Tetapi, bagaimana jika ternyata anggota parlemennya yang tidak datang dalam MPS? “Selain akan ditegur oleh partai, anggota parlemen yang seperti itu tentu tidak akan dipilih lagi oleh rakyat,” tambah Justus, yang adalah Sekretaris Cabang PAP untuk Admiralty Sembawang. Pada pemilu 2006 lalu , Dr Maliki dipilih oleh mayoritas warga blok rumah susun Woodlands Drive yang termasuk dalam daerah pemilihan Admiralty dari Kelompok Perwakilan Konstituen Sembawang. Untuk memelihara dukungan warga, maka ia harus bekerja keras. Apalagi para pemilih di Singapura sudah rasional dan berasal dari latar yang multikultur dan multirasial.

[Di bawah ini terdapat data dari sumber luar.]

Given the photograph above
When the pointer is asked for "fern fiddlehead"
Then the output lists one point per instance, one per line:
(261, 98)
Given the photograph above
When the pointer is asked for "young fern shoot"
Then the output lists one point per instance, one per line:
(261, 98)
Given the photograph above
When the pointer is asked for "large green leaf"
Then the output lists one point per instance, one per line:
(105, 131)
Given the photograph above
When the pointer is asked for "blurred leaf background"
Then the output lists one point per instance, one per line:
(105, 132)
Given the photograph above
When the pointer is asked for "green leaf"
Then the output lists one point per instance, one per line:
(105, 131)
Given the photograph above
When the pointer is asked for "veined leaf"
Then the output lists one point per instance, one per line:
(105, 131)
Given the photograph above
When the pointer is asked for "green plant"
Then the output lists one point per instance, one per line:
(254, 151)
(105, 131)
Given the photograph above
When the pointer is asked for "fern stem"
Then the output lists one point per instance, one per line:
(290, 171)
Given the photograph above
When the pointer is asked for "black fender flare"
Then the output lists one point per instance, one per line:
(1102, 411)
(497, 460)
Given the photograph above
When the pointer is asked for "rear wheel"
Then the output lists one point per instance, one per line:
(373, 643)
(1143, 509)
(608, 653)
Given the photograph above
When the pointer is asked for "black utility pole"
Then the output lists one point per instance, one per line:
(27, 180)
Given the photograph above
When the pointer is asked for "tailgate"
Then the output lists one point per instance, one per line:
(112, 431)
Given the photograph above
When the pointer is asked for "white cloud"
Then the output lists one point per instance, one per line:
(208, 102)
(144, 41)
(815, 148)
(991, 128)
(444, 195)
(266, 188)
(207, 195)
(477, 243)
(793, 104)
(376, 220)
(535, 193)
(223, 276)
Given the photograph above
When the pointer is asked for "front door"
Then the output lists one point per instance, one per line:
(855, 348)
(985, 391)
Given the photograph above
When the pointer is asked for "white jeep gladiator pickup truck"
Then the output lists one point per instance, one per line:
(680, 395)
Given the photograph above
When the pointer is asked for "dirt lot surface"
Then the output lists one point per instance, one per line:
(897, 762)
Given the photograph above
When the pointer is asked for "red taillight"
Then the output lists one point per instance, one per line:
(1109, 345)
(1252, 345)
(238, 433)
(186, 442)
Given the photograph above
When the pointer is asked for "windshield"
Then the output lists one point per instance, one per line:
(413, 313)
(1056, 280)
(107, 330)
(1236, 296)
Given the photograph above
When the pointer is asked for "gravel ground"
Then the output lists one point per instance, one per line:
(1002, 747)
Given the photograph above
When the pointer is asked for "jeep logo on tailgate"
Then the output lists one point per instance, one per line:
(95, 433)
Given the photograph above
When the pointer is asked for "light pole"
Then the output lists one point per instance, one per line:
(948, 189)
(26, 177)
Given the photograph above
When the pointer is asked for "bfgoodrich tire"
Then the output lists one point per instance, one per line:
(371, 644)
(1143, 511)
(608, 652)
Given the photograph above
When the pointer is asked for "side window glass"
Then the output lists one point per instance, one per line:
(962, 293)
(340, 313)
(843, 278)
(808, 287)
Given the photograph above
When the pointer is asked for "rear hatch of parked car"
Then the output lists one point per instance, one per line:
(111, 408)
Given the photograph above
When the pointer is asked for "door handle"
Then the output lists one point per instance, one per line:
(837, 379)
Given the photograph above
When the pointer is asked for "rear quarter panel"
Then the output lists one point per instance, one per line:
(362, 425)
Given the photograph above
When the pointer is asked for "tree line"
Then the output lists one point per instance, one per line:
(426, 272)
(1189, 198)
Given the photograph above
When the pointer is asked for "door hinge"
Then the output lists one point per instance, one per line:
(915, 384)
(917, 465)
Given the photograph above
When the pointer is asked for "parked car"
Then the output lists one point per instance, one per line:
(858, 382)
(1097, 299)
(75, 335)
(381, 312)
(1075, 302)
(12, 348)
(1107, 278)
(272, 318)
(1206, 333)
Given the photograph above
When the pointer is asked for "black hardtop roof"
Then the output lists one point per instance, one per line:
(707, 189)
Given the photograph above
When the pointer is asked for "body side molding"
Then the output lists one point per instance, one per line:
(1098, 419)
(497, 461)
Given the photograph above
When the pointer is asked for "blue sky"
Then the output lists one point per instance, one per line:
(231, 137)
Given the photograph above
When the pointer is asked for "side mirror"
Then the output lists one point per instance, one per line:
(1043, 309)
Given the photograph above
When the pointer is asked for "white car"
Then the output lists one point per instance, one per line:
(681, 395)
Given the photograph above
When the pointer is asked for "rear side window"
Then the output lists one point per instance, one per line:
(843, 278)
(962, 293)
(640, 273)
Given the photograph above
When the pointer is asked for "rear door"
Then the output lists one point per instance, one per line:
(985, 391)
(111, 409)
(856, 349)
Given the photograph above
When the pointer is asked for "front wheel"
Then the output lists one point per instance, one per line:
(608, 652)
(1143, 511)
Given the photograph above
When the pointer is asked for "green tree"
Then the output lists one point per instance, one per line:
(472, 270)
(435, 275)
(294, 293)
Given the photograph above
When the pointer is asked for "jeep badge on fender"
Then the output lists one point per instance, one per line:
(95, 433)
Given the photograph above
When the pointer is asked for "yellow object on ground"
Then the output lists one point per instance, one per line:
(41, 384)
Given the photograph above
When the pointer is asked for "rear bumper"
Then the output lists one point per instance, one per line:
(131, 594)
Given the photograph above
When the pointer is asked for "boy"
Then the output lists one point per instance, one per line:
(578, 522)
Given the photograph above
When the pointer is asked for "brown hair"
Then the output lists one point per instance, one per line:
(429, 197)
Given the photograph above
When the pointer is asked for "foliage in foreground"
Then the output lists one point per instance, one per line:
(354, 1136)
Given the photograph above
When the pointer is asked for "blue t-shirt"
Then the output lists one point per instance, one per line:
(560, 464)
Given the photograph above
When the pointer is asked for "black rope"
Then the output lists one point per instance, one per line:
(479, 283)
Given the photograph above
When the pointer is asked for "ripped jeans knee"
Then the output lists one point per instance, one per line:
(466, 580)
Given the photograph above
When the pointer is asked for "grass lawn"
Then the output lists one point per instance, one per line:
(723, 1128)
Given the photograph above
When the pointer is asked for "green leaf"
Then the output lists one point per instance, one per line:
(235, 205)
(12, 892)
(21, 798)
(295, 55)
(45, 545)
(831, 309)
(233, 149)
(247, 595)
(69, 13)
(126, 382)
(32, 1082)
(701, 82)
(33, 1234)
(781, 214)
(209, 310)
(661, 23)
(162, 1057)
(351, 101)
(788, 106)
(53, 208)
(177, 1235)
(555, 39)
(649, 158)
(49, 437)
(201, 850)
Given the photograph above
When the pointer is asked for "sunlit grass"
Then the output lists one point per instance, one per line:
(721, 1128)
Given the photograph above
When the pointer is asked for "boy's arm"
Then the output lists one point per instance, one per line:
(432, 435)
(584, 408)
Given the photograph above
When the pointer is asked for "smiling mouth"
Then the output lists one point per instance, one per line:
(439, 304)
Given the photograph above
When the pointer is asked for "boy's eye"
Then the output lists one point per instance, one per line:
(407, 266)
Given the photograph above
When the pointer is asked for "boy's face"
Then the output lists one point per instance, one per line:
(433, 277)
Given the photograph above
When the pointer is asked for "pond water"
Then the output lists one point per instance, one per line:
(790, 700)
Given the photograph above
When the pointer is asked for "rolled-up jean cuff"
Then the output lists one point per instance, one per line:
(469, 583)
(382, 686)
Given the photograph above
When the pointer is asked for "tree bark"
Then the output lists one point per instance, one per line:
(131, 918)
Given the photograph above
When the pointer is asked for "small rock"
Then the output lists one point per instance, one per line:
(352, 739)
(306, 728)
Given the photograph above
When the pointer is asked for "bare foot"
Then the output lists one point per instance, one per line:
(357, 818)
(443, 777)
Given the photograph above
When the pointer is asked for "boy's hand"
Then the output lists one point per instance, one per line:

Justus mengaku jika seluruh relawan yang terlibat dalam MPS tidak dibayar satu senpun. Namun, bukan berarti jerih payah Justus dan rekan-rekan akan berakhir sia-sia. Semua yang dilakukannya akan diganjar kompensasi berupa kondite untuk meningkatkan karir politiknya di PAP. Itu sebabnya, kegiatan ini tidak pernah kekurangan tenaga relawan.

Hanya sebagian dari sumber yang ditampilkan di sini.